FS#22343 - Random kernel panics after udev upgrade
Attached to Project:
Arch Linux
Opened by H.pferd (stosch) - Thursday, 06 January 2011, 20:32 GMT
Last edited by Tobias Powalowski (tpowa) - Monday, 24 January 2011, 18:46 GMT
Opened by H.pferd (stosch) - Thursday, 06 January 2011, 20:32 GMT
Last edited by Tobias Powalowski (tpowa) - Monday, 24 January 2011, 18:46 GMT
|
Details
Description: Since a few days (probably after the udev
upgrade to 165) I discover random kernel panics on several
machines (Laptop and Desktop). Those occur in two
situations:
-When I insert a DVD (no automount) -rarely when I boot up. There might be a connection to this forum thread: https://bbs.archlinux.org/viewtopic.php?id=111197 even though there is a slightly different display output (see attached file). The problem seems to be solved when downgrading to older udev164-3. Additional info: udev 165-1 picture with display output Steps to reproduce: non found - random but pretty often |
This task depends upon
Closed by Tobias Powalowski (tpowa)
Monday, 24 January 2011, 18:46 GMT
Reason for closing: Fixed
Additional comments about closing: patch added to all kernels
Monday, 24 January 2011, 18:46 GMT
Reason for closing: Fixed
Additional comments about closing: patch added to all kernels
udevadm info --convert-db
and rebuild your initramfs by running mkinitcpio -p kernel26
udevadm info --convert-db and updated the initramfs in both kernels26 2.6.36 and 2.6.37 from testing ,
login to my desktop, put a dvd on the drive and panic again,sometimes panic on boot.
Downgrading to udev 164-3 is the only workaround that helps for now.

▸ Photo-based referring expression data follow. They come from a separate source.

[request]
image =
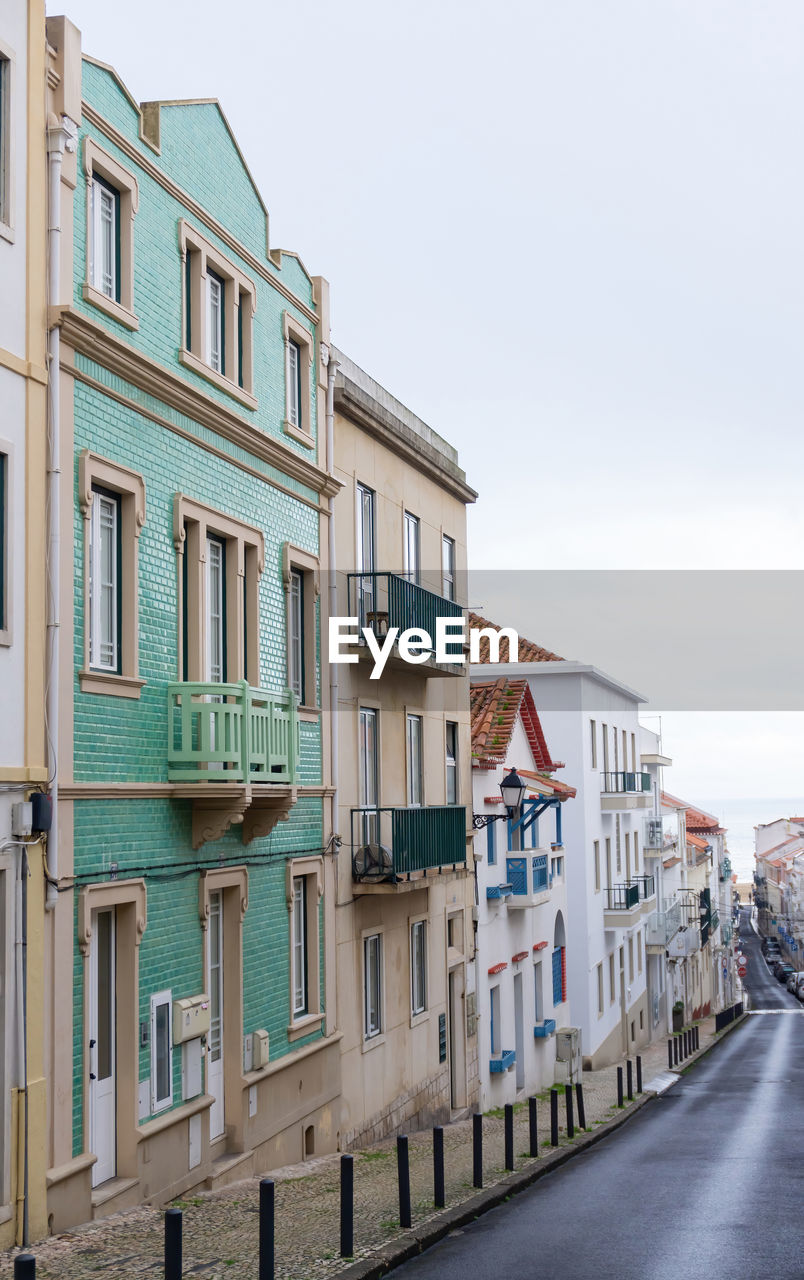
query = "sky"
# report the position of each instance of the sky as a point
(566, 234)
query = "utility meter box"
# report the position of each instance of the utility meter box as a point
(260, 1050)
(191, 1018)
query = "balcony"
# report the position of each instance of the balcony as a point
(625, 790)
(403, 846)
(384, 600)
(233, 752)
(529, 878)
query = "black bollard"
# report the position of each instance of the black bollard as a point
(579, 1098)
(554, 1118)
(347, 1206)
(533, 1130)
(439, 1197)
(476, 1150)
(173, 1244)
(266, 1229)
(508, 1123)
(403, 1174)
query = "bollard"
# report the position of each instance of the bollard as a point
(403, 1174)
(579, 1098)
(476, 1150)
(266, 1229)
(347, 1206)
(533, 1132)
(554, 1118)
(173, 1244)
(567, 1095)
(439, 1197)
(508, 1121)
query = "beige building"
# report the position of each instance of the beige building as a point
(403, 915)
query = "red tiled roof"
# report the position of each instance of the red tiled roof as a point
(494, 707)
(529, 652)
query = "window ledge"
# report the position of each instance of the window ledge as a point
(109, 682)
(225, 384)
(297, 434)
(304, 1025)
(113, 309)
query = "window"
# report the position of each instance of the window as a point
(300, 946)
(113, 506)
(419, 967)
(161, 1052)
(411, 548)
(452, 762)
(414, 762)
(218, 305)
(105, 241)
(298, 359)
(219, 580)
(112, 204)
(373, 984)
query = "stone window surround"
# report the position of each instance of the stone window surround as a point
(236, 284)
(99, 163)
(129, 485)
(309, 566)
(192, 521)
(129, 901)
(292, 329)
(313, 871)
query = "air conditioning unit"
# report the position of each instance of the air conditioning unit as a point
(373, 862)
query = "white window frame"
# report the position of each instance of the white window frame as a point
(419, 967)
(373, 942)
(161, 997)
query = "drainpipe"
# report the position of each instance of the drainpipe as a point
(60, 137)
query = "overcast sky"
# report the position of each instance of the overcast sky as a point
(566, 233)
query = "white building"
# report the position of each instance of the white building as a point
(521, 927)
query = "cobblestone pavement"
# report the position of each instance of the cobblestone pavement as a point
(220, 1228)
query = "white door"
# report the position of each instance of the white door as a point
(214, 1052)
(103, 1034)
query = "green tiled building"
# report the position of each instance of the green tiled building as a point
(190, 1041)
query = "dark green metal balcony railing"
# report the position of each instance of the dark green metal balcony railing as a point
(621, 897)
(389, 844)
(231, 734)
(384, 600)
(625, 784)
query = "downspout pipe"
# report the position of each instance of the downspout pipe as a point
(60, 137)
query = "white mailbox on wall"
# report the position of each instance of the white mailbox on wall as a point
(191, 1018)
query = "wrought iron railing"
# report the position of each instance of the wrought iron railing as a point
(231, 732)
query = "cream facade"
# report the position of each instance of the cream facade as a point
(405, 887)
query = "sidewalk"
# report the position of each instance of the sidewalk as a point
(220, 1228)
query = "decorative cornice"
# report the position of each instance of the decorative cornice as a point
(95, 342)
(197, 210)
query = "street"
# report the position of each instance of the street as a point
(700, 1182)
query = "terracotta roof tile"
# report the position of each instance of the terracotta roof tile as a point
(529, 652)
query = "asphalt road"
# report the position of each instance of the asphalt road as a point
(703, 1182)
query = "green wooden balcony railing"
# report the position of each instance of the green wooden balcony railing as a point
(389, 844)
(231, 734)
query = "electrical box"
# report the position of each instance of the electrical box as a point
(191, 1018)
(260, 1050)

I tried with the stock kernel. The problem continues.
same error here, ramdomly kernel panic at udev autodetect process, fallback image works normal
According to Tobias, here is what I've done to solve the problem :
- upgrade to udev 165-1
- udevadm info --convert-db
- boot many times. No kernel panic
- rebuild initramfs
- boot many times. No kernel panic
So for me the problem is gone. I do not use my Arch to play DVD, so I haven't check this case.
@Emmanuel : are you 100% sure that the problem is gone ? It can be sporadic.
Basically, it doesn't get stuck when I use udev 164-3 with stock ARCH kernel, and still stucks while trying to boot with a bfs-patched kernel.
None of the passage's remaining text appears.